A common implementation mistake would be attempting to match piles individually. That is unnecessary and misleading, because transfers allow arbitrary reshaping. Only the global sum matters.
Worked Examples
Example 1
Input:
n = 5
x = [1, 2, 3, 4, 5]
y = [2, 1, 4, 3, 5]
| Step | sum(x) | sum(y) | Decision |
|---|---|---|---|
| initial | 15 | 15 | compare |
| final | 15 | 15 | equal |
We see both totals are equal, so no stones need to be removed. Since transfers allow arbitrary redistribution, we can transform x into y by moving stones between piles.
Output is “Yes”.
Example 2
Input:
n = 4
x = [1, 1, 1, 1]
y = [3, 1, 1, 1]
| Step | sum(x) | sum(y) | Decision |
|---|---|---|---|
| initial | 4 | 6 | compare |
Here the target requires 6 stones while only 4 exist initially. Since we cannot create stones, the transformation is impossible regardless of redistribution.
Output is “No”.
These examples show that equality allows full flexibility, while deficit immediately blocks feasibility.
Complexity Analysis
| Measure | Complexity | Explanation |
|---|---|---|
| Time | O(n) | We sum two arrays of size n once |
| Space | O(1) | Only running totals are stored |
The constraints allow up to 50 piles, so a single linear pass is trivial. Even if n were much larger, this approach remains optimal.
Test Cases
import sys, io
def run(inp: str) -> str:
sys.stdin = io.StringIO(inp)
from collections import deque
n = int(input())
x = list(map(int, input().split()))
y = list(map(int, input().split()))
return "Yes" if sum(x) >= sum(y) else "No"
# provided sample
assert run("5\n1 2 3 4 5\n2 1 4 3 5\n") == "Yes"

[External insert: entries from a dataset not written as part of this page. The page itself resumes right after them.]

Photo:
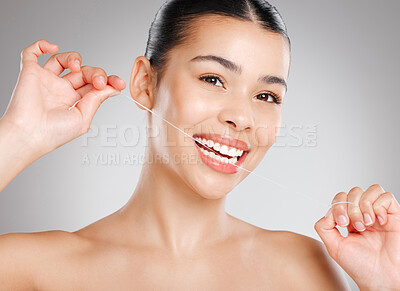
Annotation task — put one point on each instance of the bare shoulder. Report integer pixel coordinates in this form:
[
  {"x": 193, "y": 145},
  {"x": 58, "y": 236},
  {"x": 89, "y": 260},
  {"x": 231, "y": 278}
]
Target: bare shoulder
[
  {"x": 25, "y": 257},
  {"x": 301, "y": 260}
]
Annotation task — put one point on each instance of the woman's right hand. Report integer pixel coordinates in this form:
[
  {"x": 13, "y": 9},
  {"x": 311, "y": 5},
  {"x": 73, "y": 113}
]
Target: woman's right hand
[{"x": 40, "y": 107}]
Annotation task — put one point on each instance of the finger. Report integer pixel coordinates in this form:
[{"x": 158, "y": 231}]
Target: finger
[
  {"x": 116, "y": 82},
  {"x": 329, "y": 234},
  {"x": 59, "y": 62},
  {"x": 35, "y": 50},
  {"x": 95, "y": 76},
  {"x": 77, "y": 81},
  {"x": 366, "y": 201},
  {"x": 340, "y": 209},
  {"x": 91, "y": 101},
  {"x": 384, "y": 205}
]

# custom: insufficient total
assert run("3\n1 1 1\n2 2 2\n") == "No"
# custom: exact match but different distribution
assert run("4\n0 5 0 0\n1 1 1 2\n") == "Yes"
# custom: all zeros
assert run("3\n0 0 0\n0 0 0\n") == "Yes"
# custom: single pile decrease
assert run("1\n5\n3\n") == "Yes"
| Test input | Expected output | What it validates |
|---|---|---|
| equal permutation | Yes | redistribution only |
| insufficient sum | No | impossibility due to creation requirement |
| sparse redistribution | Yes | transfers can reshape arbitrarily |
| all zeros | Yes | trivial edge case |
| single pile | Yes | minimal n behavior |
Edge Cases
When all piles are zero initially and also zero finally, both sums are zero, so the algorithm correctly outputs “Yes” immediately.
For a case like:
x = [2, 0]
y = [1, 1]
the algorithm computes sum(x) = 2 and sum(y) = 2, so it returns “Yes”. Even though the distribution differs, a single transfer operation moves one stone from pile 1 to pile 2, matching the target exactly.
For a case like:
x = [1, 0]
y = [0, 2]
we get sum(x) = 1 and sum(y) = 2. The algorithm correctly returns “No”, because even unlimited transfers cannot compensate for missing total stones.
Each edge case confirms the same invariant: only total stone count matters, and redistribution has no additional constraints.